-3

Hi Have the following code, I am using the following code to remove the contents from the page which i do not know:

I am using regex, and i cannot use jsoup, please do not provide any jsoup link or code because that will be useless to use here for me..

<cfset removetitle = rereplacenocase(cfhttp.filecontent, '<title[^>]*>(.+)</title>', "\1")>

Now above the same way, i want to use the follwoing things:

1. <base href="http://search.google.com">
2. <link rel="stylesheet" href="mystyle.css">
3. and there are 5 tables inside the body, i want to remove the 2nd table.,

Can anyone guide on this

voyeger
  • 139
  • 2
  • 9
  • 2
    Take a look at jSoup - http://jsoup.org/. It is really the best tool for HTML/DOM parsing like this. – Scott Stroz Dec 05 '14 at 20:00
  • Scott is right. Why isn't jSoup an option? As to a regex solution, does the second table have an id attribute unique in the document? This is possible with regex but there are problems that regex cannot always reliably solve. – Regular Jo Dec 05 '14 at 20:06
  • come on guys, i had written in my code [jsoup] is not an option for me, i love jsoup, i had gone through its documentation, its awesome stuff, but i am limited as of now, i am unable to do – voyeger Dec 05 '14 at 20:13
  • as an update; the first two i had done like this, hopefully it is right way: `REReplaceNoCase(remBase, "<\s*link[^>]*>", "","one")` – voyeger Dec 05 '14 at 20:14
  • Well, as I asked before, does the second table have a unique html ID? – Regular Jo Dec 05 '14 at 20:14
  • how do i remove the 2nd table from the 5 table tags – voyeger Dec 05 '14 at 20:14
  • no it does not have that – voyeger Dec 05 '14 at 20:18
  • 3
    Why is JSoup not an option? No regex will work as reliably as jsoup. – Scott Stroz Dec 05 '14 at 20:23
  • my client don not like jsoup, – voyeger Dec 05 '14 at 20:27
  • 3
    If your client is not a programmer, they don't even understand what you're talking about. If your client is a programmer, they should endorse doing things the right, and more importantly: reliable, way. – Regular Jo Dec 05 '14 at 20:53
  • 2
    Your *client* should not be dictating how you go about solving their issues. Regex is simply not really appropriate for extracting DOM elements. – Adam Cameron Dec 06 '14 at 19:19

1 Answers1

7

Scott is right, and Leigh was right before, when you asked a similar question, jSoup is your best option.

As to a regex solution.

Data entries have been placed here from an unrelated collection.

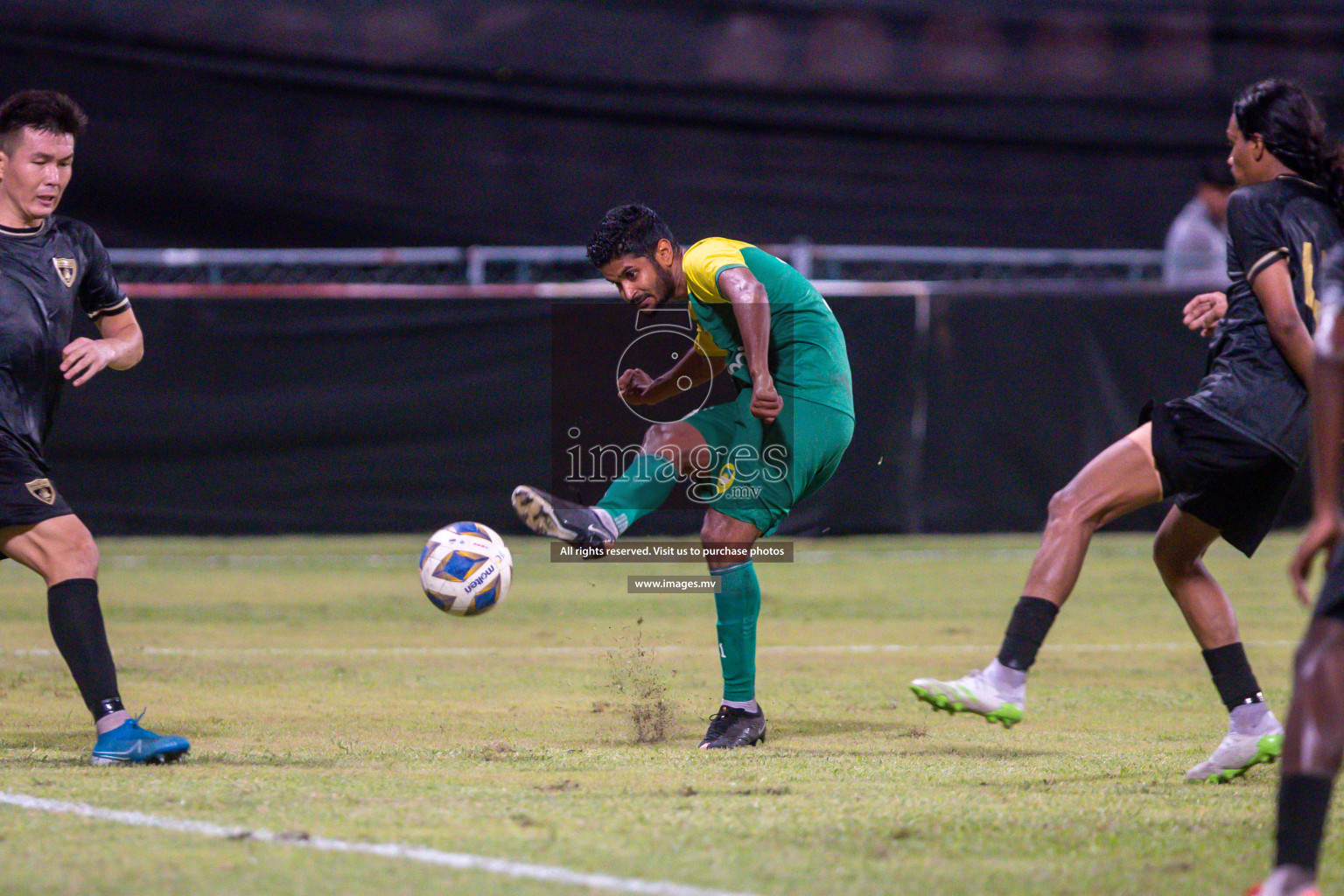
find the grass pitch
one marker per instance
(326, 697)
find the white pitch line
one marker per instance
(458, 861)
(672, 648)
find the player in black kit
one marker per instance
(1225, 454)
(49, 265)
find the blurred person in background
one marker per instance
(50, 266)
(1195, 251)
(1314, 737)
(1226, 454)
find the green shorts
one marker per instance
(765, 469)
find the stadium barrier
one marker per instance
(356, 407)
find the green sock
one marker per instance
(739, 606)
(640, 491)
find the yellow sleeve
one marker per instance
(704, 341)
(709, 258)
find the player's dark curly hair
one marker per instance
(628, 230)
(45, 110)
(1292, 127)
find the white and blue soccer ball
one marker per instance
(466, 569)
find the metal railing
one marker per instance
(499, 265)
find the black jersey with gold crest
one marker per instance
(45, 273)
(1250, 384)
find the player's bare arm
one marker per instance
(1274, 290)
(752, 308)
(1326, 431)
(120, 348)
(1203, 312)
(691, 369)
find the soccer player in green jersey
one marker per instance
(762, 323)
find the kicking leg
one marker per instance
(1254, 735)
(62, 551)
(669, 452)
(739, 722)
(1117, 481)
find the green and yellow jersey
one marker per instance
(808, 355)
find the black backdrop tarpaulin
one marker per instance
(214, 141)
(368, 416)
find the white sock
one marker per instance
(110, 720)
(1253, 719)
(1008, 680)
(750, 705)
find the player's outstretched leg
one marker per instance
(1254, 735)
(669, 451)
(65, 555)
(1118, 480)
(739, 720)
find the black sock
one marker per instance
(1233, 676)
(1303, 803)
(1027, 630)
(77, 626)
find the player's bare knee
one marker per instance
(78, 555)
(1172, 562)
(1068, 507)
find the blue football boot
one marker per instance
(130, 743)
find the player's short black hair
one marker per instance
(1216, 172)
(628, 230)
(1293, 128)
(43, 110)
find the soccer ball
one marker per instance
(466, 569)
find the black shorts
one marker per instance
(1331, 602)
(27, 496)
(1219, 476)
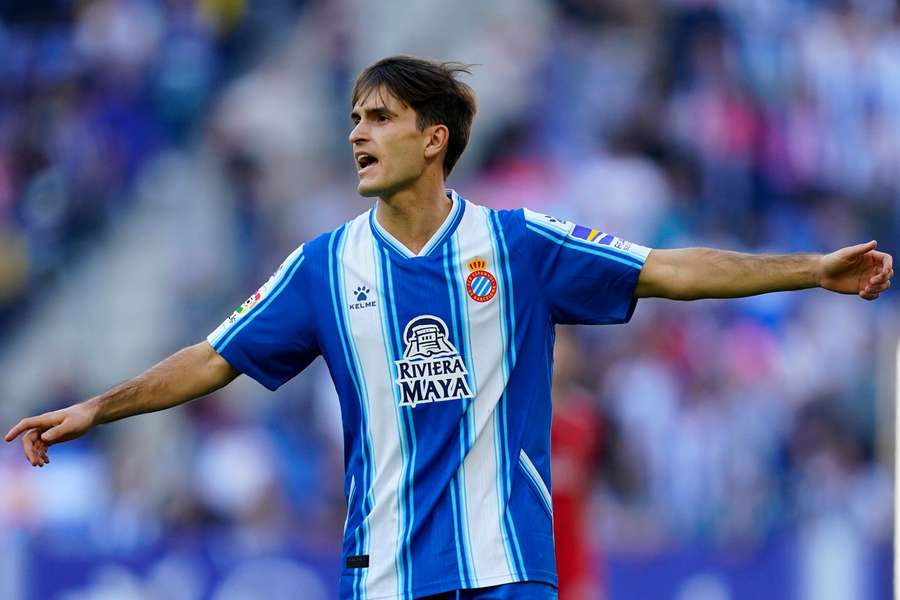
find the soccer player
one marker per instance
(436, 318)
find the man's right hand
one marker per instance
(42, 431)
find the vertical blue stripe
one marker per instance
(392, 374)
(408, 435)
(499, 442)
(460, 513)
(501, 256)
(335, 280)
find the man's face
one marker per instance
(388, 147)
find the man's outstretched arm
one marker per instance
(694, 273)
(189, 373)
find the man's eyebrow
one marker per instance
(375, 110)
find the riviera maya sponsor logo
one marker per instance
(363, 297)
(431, 369)
(481, 284)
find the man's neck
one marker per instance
(412, 215)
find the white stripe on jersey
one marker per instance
(484, 323)
(359, 269)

This is possible with regex but there are problems that regex cannot always solve. For instance, if the first or second table contains a nested table, this regex would trip. (Note that text is not required between the tables, I'm just demonstrating that things can be between the tables)

(If there is always a nested table, regex can handle it, but if there is sometimes a nested table, in other words: unknown), it gets a lot messier.)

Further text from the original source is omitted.